Akhilesh Mishra writes: Budget resolves legacy issues, sets up Indian economy to drive global growth

Written by Akhilesh Mishra |
Updated: February 2, 2022 9:24:22 am
A man wearing a face mask as a precaution against the coronavirus carries boxes of toys at a market in Jammu, Friday, Jan. 21, 2022.(AP Photo/Channi Anand)

The budget for FY 2022-23 has been presented in unique circumstances. Read along with the Economic Survey, it offers a convincing case of its economic management. Legacy issues have been resolved and the stage set to make this India’s decade of growth. In an earlier speech, PM Narendra Modi referred to the 2020s as “techade”. It may also be the “growthade”.

Consider the structural legacy issues inherited from the UPA and how they have been resolved.

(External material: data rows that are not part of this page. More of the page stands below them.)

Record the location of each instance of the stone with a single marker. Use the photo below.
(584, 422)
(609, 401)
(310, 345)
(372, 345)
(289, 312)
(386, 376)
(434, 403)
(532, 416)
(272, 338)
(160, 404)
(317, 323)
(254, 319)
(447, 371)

First, the chronic NPA problem. Solved. Gross and net NPA ratios are steadily declining. Second, low bank capitalisation was adversely affecting credit, thereby affecting investment. Solved. The capital-to-risk weighted ratio is now over 16.5 per cent from below 13 per cent in 2013-14. Third, the indirect taxation mess was hampering capital efficiency. Solved. GST has now stabilised, with over Rs 1.4 lakh crore collections in January 2022. Fourth, sluggish private sector investment. Solved. There has been record resource mobilisation through IPOs from a low of Rs 1,500 crore in 2013-14 to 1.04 lakh crore in 2021-22 (April-December). Fifth, stalled infrastructure creation. Solved. National highways doubled from 71,772 km in 2011 to 1,40,152 km in 2021. Operationalised airports doubled from 62 in 2016 to 130 in 2021. Sixth, stalled privatisation and disinvestment. Solved. The privatisation of Air India is now complete. Other sectors like space, IT-BPO, drones, coal mining and geospatial mapping have been deregulated.

The pandemic created its own problems. Yet, India today is the fastest-growing major economy in the world, with growth pegged at 9 per cent or above by most major financial institutions. Here is how the budget sets the agenda for the “growthade”.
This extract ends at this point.